Très attendues par les milieux d'affaires, la publication par le gouvernement britannique des lignes directrices (Guidance) relatives à sa loi contre la corruption (UK Bribery Act 2010) est imminente. Certaines rumeurs évoquent même la possibilité d'une publication aujourd'hui.




Depuis son adoption en avril 2010, le UK Bribery Act a été souvent décrit comme s'apprettant à devenir la loi la plus sévère au monde en matière de lutte contre la corruption. La nouvelle loi anglaise dépasse en effet à plusieurs égards le champ d'application de sa soeur aînée américaine, le US Foreign Corrupt Practices Act 1977 (FCPA, qui a généré plusieurs milliards de dollars de sanctions).

Le UK Bribery Act dispose effectivement :

- d'un champ d'application des plus larges, pouvant aller jusqu'à s'appliquer à toute personne "conduisant des affaires au Royaume-Uni", critère volontairement large et imprécis;

- de sanctions très dures - notamment contre les personnes morales, les amendes pouvant être illimitées.

Depuis un an, des débats considérables ont eu lieu outre-Manche au sein de la communauté d'affaires autour de cette loi, dont l'entrée en vigueur a été plusieurs fois retardée. En effet, les états-majors et les directions juridiques de la plupart des sociétés sont très concernés, de par leur devoir de conformité à cette loi très ambitieuse, dont la rédaction autorise cependant diverses interprétations.

Par exemple, la section 7 du UK Bribery Act crée un délit, par une personne morale, de défaut de prévention de la corruption.

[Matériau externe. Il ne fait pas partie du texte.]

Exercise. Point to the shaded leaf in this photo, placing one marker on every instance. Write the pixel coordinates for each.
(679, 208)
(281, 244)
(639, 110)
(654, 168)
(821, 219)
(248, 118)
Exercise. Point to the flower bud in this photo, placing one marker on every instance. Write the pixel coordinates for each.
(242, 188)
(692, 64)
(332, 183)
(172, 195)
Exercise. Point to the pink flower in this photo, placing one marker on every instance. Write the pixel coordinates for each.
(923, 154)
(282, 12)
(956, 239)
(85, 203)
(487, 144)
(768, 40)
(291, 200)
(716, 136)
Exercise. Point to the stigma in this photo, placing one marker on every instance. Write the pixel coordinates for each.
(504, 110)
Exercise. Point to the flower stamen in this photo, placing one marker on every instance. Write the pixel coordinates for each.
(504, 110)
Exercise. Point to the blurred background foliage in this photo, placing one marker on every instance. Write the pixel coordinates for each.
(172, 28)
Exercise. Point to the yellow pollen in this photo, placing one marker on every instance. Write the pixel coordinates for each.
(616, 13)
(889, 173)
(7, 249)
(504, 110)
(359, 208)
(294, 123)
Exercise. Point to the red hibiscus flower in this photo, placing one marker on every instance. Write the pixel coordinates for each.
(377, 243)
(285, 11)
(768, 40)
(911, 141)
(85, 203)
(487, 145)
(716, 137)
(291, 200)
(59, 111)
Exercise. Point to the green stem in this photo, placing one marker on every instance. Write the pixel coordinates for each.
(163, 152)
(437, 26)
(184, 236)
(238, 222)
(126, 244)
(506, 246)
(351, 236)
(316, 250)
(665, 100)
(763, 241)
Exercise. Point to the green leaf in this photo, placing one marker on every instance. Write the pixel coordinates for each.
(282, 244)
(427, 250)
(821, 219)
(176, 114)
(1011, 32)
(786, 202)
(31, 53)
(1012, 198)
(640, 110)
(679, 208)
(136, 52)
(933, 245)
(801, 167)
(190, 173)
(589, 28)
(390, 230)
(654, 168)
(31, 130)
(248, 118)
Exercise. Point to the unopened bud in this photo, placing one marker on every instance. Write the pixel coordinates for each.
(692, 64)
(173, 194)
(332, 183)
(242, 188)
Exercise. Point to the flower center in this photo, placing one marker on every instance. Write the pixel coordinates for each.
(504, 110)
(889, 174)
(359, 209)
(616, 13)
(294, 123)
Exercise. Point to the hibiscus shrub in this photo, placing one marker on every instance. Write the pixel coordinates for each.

Ainsi s'expose :
- notamment à une amende illimitée
- toute personne morale dans le monde "conduisant, même en partie, des affaires au Royaume-Uni"
- dont l'une des "personnes qui lui est associée" (tels les employés, filiales ou agents) est responsable d'actes ou de tentatives de corruption
- sauf pour la personne morale à démontrer qu'elle avait mis en place des "procédures adéquates" conçues pour prévenir de tels actes de la part de ces "personnes associées".

Dès lors, toutes les sociétés, françaises ou autres, ayant des affaires au Royaume-Uni, sont visées par le UK Bribery Act et doivent s'assurer de bien disposer de telles "procédures adéquates".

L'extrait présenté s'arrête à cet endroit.